Astrothelium quatuorseptatum

Scientific classification
- Kingdom: Fungi
- Division: Ascomycota
- Class: Dothideomycetes
- Order: Trypetheliales
- Family: Trypetheliaceae
- Genus: Astrothelium
- Species: A. quatuorseptatum
- Binomial name: Astrothelium quatuorseptatum Aptroot & M.Cáceres (2016)
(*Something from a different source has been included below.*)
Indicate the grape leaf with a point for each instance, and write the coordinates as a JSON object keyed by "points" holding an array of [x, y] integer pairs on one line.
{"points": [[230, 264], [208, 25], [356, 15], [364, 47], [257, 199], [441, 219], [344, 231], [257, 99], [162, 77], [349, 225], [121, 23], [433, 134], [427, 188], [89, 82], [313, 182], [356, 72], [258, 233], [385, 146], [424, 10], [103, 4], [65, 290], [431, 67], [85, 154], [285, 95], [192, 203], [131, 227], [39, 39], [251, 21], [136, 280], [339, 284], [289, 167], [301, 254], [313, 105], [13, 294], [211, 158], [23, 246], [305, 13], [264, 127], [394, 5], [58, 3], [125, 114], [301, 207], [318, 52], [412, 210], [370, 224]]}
= Astrothelium quatuorseptatum =

- Authority: Aptroot & M.Cáceres (2016)

Species of lichen

Astrothelium quatuorseptatum is a species of corticolous (bark-dwelling) lichen in the family Trypetheliaceae. Found in Brazil, it was formally described as a new species in 2016 by André Aptroot and Marcela Cáceres. The type specimen was collected by the authors in the Estação Ecológica de Cuniã (Porto Velho, Rondônia), in a low-altitude primary rainforest. The lichen has a smooth and somewhat shiny, pale greenish-grey thallus that lacks a prothallus and covers areas of up to 7 cm in diameter. The ascomata are pear-shaped (pyriform) and typically occur in groups of two to five, usually immersed in the bark tissue. The lichen does not react with any of the standard chemical spot tests, and thin-layer chromatography did not reveal the presence of any lichen products. The species epithet quatuorseptatum refers to the ascospores, which usually have four septa that divide the spore into distinct compartments. A. octosporum is quite similar in appearance, but that species has twice the number of septa in its spores, and it contains lichexanthone.